One of the advantages of a patent is a monopoly. You’re the only one that can make a drug for a disease. Since finding a drug is difficult, frequently this means you’re the only one who can treat a disease.
Last June, Genzyme started facing some difficulties in their Allston, MA plant, which has led to a shortage of two drugs, Cerezyme and Fabrazyme ever since. This means that people with the diseases these treat, Gaucher and Fabry respectively, have either not received drugs or received lower doses.
This was a legitimate health crisis. So, the FDA looked in their pipelines and saw that Shire had drugs on the way for these diseases and allow them to be prescribed on an emergency basis without regulatory approval.
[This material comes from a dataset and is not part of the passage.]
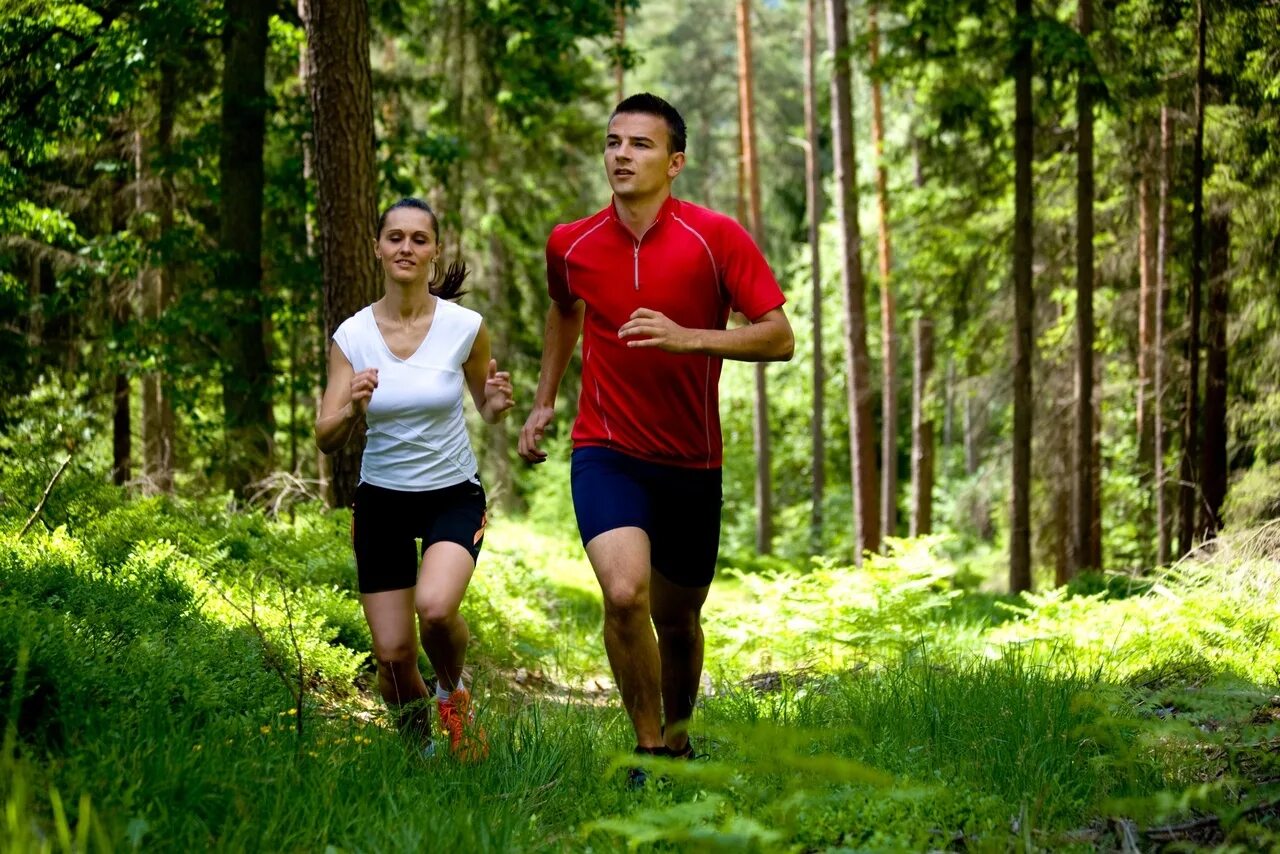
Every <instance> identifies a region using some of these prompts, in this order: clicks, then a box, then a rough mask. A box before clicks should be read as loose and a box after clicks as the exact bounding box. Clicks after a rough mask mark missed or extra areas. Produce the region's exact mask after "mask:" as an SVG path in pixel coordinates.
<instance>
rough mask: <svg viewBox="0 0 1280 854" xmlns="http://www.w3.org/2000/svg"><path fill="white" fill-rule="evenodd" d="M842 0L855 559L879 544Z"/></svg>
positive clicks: (845, 205)
mask: <svg viewBox="0 0 1280 854" xmlns="http://www.w3.org/2000/svg"><path fill="white" fill-rule="evenodd" d="M847 14H849V13H847V9H846V3H845V0H827V40H828V42H829V45H831V54H832V58H833V69H832V76H831V124H832V137H833V138H835V168H836V213H837V218H838V220H840V233H841V237H842V239H841V250H842V251H841V259H840V261H841V266H840V279H841V286H842V292H844V303H845V375H846V379H847V389H849V447H850V467H851V470H852V485H854V528H855V536H854V543H855V547H854V548H855V553H854V560H855V562H858V563H859V565H861V560H863V553H864V552H877V551H879V544H881V531H879V512H878V511H879V508H878V506H877V501H876V493H877V485H878V484H877V480H878V479H877V476H876V440H874V435H873V434H872V414H870V397H872V389H870V356H869V355H868V352H867V286H865V282H864V279H863V259H861V233H860V230H859V228H858V179H856V175H858V161H856V159H855V154H854V108H852V93H851V90H852V86H851V69H850V59H849V17H847Z"/></svg>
They also fast tracked the treatment for Gaucher disease, meaning it has now been approved a year or more before it otherwise would have reached the market.
So, Genzyme not only squandered the monopoly opportunity of having the only drugs on the market to treat these diseases, but they also caused a health crisis that led to their period of monopoly being shortened.
Sucks to be a Genzyme shareholder right now. I’m actually kind of impressed with the FDA’s actions, but the whole situation presents some questions about drug patents. If there had been generics on the market, presumably some of them could have stepped up production. But if there wasn’t patent protection, the drug might not have been invented at all. I’m not quite sure what to think.